I'm going to laugh if AMD has something up there sleeve. Intel's new Rocket Lake CPU's are barely faster in gaming(per Intel yesterday) so it really wouldn't take much to overcome them. Say a highly binned 8-core like a 5850x.
 
I'm going to laugh if AMD has something up there sleeve. Intel's new Rocket Lake CPU's are barely faster in gaming(per Intel yesterday) so it really wouldn't take much to overcome them. Say a highly binned 8-core like a 5850x.
or a price drop, lets say AMD is only 80% as fast as Intel, but only costs 60% of the Intel chip, I would buy it, the "extra" could be used to upgrade other "bottlenecks" like GPU.
 
Why would AMD (or any company) drop the price on products they can't produce enough of to keep up with demand? That's just stupid.
i was refering to the new chips mostly, Intels will be very costly and AMD has a chance to come in a bit cheaper, while companies do not watch the costs mostly, privite people like me do.
 
or a price drop, lets say AMD is only 80% as fast as Intel, but only costs 60% of the Intel chip, I would buy it, the "extra" could be used to upgrade other "bottlenecks" like GPU.
What you describe is pretty much what Intel is currently providing relative to AMD. AMD now has the fastest overall processors on a per-core basis, but they are charging a bit more for them as well.

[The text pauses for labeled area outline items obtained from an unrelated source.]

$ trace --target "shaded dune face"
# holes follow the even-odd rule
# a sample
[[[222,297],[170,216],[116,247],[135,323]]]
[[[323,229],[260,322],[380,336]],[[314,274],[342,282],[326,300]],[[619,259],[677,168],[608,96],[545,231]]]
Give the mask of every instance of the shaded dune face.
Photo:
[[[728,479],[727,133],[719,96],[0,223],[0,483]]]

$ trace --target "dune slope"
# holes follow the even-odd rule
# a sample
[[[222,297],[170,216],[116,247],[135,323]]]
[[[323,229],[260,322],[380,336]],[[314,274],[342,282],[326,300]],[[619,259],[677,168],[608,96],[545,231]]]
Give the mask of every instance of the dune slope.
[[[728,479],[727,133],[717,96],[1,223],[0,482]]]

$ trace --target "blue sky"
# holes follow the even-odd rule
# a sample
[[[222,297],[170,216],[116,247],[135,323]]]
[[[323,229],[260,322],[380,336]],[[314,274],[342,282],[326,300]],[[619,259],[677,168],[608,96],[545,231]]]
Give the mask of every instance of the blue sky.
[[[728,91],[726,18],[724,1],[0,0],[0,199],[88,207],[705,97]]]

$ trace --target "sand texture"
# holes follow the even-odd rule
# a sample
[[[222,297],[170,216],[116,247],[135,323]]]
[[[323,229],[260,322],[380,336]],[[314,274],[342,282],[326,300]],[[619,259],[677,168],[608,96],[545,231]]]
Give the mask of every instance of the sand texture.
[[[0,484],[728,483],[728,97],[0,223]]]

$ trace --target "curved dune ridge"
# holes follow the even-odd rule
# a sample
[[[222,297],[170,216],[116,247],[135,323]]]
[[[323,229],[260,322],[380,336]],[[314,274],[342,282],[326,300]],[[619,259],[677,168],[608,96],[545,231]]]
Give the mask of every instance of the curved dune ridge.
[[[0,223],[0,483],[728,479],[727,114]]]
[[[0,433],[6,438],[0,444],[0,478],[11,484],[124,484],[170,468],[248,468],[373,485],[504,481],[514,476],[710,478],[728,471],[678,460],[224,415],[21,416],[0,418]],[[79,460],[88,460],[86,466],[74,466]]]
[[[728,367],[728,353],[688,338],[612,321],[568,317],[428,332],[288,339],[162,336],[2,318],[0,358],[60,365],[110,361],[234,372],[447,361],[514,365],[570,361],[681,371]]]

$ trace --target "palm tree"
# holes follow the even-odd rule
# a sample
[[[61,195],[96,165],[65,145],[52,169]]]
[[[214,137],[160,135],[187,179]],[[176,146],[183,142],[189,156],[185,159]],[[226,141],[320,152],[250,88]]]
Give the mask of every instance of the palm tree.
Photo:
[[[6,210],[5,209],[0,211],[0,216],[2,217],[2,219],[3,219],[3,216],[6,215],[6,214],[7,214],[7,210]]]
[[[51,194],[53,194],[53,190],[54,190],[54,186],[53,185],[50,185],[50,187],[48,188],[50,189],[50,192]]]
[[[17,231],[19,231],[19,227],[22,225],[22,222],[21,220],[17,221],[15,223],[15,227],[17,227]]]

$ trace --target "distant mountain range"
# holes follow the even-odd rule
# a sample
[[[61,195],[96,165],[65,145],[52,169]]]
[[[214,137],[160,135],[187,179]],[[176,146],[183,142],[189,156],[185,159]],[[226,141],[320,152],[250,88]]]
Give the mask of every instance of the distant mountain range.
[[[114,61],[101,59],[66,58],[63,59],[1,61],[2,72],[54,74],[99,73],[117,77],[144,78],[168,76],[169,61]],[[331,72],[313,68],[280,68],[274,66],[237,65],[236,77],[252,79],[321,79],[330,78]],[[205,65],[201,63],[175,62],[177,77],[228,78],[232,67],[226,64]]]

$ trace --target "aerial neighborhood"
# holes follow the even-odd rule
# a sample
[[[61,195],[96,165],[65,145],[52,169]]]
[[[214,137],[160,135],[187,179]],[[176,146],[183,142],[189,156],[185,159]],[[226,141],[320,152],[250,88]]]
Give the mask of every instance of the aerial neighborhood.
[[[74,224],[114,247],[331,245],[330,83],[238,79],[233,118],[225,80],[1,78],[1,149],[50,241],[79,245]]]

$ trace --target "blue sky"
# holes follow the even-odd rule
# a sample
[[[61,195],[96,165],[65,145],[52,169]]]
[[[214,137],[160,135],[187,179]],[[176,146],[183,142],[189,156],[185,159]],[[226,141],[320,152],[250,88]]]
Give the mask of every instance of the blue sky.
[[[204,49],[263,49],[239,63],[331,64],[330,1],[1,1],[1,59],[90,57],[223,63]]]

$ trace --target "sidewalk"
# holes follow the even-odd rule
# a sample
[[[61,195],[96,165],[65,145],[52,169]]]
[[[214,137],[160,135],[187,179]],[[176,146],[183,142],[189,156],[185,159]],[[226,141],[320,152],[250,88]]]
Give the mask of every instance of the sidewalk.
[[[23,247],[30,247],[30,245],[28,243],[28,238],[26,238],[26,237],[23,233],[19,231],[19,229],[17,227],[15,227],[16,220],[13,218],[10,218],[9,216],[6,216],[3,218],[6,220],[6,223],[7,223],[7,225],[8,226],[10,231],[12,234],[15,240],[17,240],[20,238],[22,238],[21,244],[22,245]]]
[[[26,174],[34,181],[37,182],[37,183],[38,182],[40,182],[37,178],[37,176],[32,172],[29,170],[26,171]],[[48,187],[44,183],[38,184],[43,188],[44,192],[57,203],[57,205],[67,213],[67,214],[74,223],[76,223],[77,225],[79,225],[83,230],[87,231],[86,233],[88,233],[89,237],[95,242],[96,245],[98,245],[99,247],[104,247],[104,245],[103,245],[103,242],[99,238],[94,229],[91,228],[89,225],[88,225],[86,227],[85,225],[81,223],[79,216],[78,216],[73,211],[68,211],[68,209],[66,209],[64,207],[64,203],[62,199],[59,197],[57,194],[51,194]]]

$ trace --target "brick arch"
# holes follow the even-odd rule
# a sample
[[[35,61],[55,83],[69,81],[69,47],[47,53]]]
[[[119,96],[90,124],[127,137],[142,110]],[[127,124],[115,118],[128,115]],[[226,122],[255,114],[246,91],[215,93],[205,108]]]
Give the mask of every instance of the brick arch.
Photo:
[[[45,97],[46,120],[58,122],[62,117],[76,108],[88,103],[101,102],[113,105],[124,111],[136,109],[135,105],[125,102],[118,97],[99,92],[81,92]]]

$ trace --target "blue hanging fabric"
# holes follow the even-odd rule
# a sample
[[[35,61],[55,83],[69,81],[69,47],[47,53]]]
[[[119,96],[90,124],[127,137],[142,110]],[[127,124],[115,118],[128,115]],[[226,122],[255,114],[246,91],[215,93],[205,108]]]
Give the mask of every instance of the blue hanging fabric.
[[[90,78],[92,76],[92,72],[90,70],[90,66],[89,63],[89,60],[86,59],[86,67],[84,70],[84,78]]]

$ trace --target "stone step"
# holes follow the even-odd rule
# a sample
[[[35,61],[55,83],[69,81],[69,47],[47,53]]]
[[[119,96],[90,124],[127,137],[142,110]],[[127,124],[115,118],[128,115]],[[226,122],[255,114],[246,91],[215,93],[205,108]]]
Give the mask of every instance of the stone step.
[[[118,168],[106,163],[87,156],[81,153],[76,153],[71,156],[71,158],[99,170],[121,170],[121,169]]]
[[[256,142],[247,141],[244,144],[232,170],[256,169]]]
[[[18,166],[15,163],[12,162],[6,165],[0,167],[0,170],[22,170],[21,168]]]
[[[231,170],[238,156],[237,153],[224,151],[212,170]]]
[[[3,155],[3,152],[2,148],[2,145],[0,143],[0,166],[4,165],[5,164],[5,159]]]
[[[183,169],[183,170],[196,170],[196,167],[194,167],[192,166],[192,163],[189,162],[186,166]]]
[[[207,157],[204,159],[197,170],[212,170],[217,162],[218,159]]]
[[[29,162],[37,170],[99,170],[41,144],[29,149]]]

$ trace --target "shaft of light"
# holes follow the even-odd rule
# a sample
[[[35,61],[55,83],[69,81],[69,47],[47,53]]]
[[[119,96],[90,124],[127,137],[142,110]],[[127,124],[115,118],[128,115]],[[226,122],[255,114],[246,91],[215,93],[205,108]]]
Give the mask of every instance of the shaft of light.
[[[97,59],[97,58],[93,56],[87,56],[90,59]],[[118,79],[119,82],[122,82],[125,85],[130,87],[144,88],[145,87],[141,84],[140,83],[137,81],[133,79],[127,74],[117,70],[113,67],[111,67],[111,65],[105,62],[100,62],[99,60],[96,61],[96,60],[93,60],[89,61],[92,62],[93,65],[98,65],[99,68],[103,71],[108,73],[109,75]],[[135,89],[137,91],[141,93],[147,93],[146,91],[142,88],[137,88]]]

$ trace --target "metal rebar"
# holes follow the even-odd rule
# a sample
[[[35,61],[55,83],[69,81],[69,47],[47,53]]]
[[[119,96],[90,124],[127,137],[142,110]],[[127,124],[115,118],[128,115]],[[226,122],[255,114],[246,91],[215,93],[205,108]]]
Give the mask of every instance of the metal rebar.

So right now, Intel is the one providing nearly as much performance, but generally at a lower price. AMD had been doing that for the first few Ryzen generations, but Intel has since caught up on core counts, and limited 7nm production is likely preventing AMD from being more competitive in terms of pricing with their current lineup.

I missed this presentation when it first aired, but it sounds like I didn't miss much. I was hoping they might make some mention of additional 5000-series processors at more competitive price points at their CES keynote, though it looks like those probably won't be coming until around Intel's Rocket Lake launch in a few months. Not that it's a particularly good time to build a system right now anyway, seeing as graphics cards are hard to find and generally only available at around double their MSRPs. It will probably be longer than that before graphics card pricing gets back to normal.